Awwlookatmybabyspider · 18/08/2020 15:22

Also that your birthday change d every year

letsgomaths · 18/08/2020 15:24

For a while I thought that prisons were still like how they're depicted in stories and films: deep underground, ball and chain, prisoners in striped or arrowed outfits.

We had lots of Ladybird books with a cassette to go with them, often with "when you hear this sound, turn the page". I believed that the cassette player somehow "read" the book.

I didn't understand at all about how couples got together until my teens, partly because all the adults in my life were already happily married or totally unattached, so I never observed the process of falling in love/dating/engagement and so on, and I never attended a wedding until I was nearly 30. I thought that marriage "just happened"; two people would randomly meet and marry. The whole "boyfriend and girlfriend" thing was a complete mystery to me at the age of twelve, and to my mind very overrated in books and on TV; it just didn't occur to me for a long time that this was the process that might lead up to marriage! Blush

Awwlookatmybabyspider · 18/08/2020 15:29

"Colours have taste and smell"

I'm like that with names and hair colour. e.g. All Lailas have dark hair. Emilys are blond. Georgias have red hair.
Also numbers and days of the week have their own personality.

BatleyTownswomensGuild · 18/08/2020 16:53

We were visited at school by the Gideons who we're giving out Bibles. Both men were war veterans - one had an arm missing and the other had a finger missing. For years I thought the Gideons were a society for people with missing body parts. Embarrassed to say that I was 29 when DH finally corrected me.

maddiemookins16mum · 18/08/2020 17:13

I always thought Agatha Christie was a man. Even though she was called Agatha. This lasted into adulthood.
I have no idea why.

dodobookends · 18/08/2020 17:23

When I was quite small, my dad and I were watching Top of the Pops and I remember him saying that they weren't singing 'live' and I completely misunderstood.

I didn't realise he meant that they were standing there miming to their own record, I thought he meant that they weren't physically in the studio and they were some sort of hologram projection.

disorganisedsecretsquirrel · 18/08/2020 18:01

As a child (45 years ago) I used to have sleepovers with my NDN (rural so NDN about 1/4 mile away..

The mother used to have'uncle Brian' over on Saturday & Sunday morning when 'Daddy' played golf.. the BRILLIANT line they employed was to bring 'Uncle Brian's' kids with him ,who we adored...

So the line was this .. 'Dont tell 'Daddy' that 'Uncle Brian' was here.. because Daddy doesn't like uncle Brian.. and then the girls can't come over. If he knows they are here .. and you mustn't interrupt me and and 'Uncle Brian' because we are discussing 'important business' .. (in mums bedroom) .. took me twenty two years to work it out . (Never told 'Daddy' who was a complete arse) ...
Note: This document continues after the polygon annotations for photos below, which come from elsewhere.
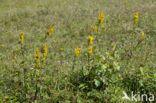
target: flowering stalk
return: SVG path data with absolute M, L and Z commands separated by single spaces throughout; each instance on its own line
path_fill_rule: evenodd
M 133 22 L 134 22 L 134 25 L 138 26 L 138 19 L 139 19 L 139 12 L 136 12 L 134 13 L 133 15 Z
M 54 30 L 54 26 L 55 24 L 51 25 L 50 28 L 48 29 L 48 31 L 45 34 L 45 38 L 47 38 L 48 36 L 50 36 Z
M 34 77 L 35 77 L 35 96 L 34 96 L 34 101 L 37 99 L 37 94 L 38 94 L 38 87 L 37 87 L 37 84 L 38 84 L 38 76 L 37 76 L 37 72 L 39 72 L 39 68 L 40 68 L 40 61 L 41 61 L 41 52 L 39 51 L 38 48 L 35 49 L 35 52 L 34 52 L 34 61 L 35 61 L 35 70 L 34 70 Z
M 78 57 L 79 53 L 80 53 L 80 48 L 75 48 L 74 49 L 74 60 L 73 60 L 72 70 L 74 70 L 74 68 L 75 68 L 76 57 Z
TheOrchidKiller · 18/08/2020 20:45

These are lovely.

Custardy sweet. Mmmmm. Smile

For years everytime a grown up said they were going on a diet I had a mental picture of them climbing on to some sort of machine (the "diet"), and eating salad, because "going on a diet" was usually accompanied by, "I'm only having salad for lunch."

@TheMostHappy
Colours having tastes & smells is called synaesthesia. I have it, except for me, different words & numbers have their own colours.
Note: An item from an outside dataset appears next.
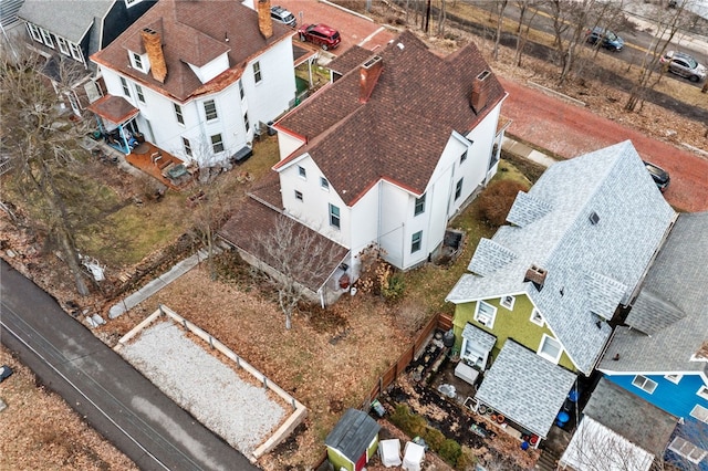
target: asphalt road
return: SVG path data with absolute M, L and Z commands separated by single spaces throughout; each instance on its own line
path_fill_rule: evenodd
M 142 470 L 258 470 L 4 261 L 0 327 L 2 344 Z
yesicandoit · 18/08/2020 22:36

I thought you got boobs on your 18th birthday ( and a good and body like Barbie) as you became a women . It was a bit of a shock when my boobs started appearing about age 10, and so I wished really hard for them to go.( I seems to be maturing quicker than the other girls at school and felt self conscious in PE / swimming. ) Then I believed I had wished them to stop growing. I turned out to have very small boobs, once everyone overtook me. The irony ! I was such a deluded soul.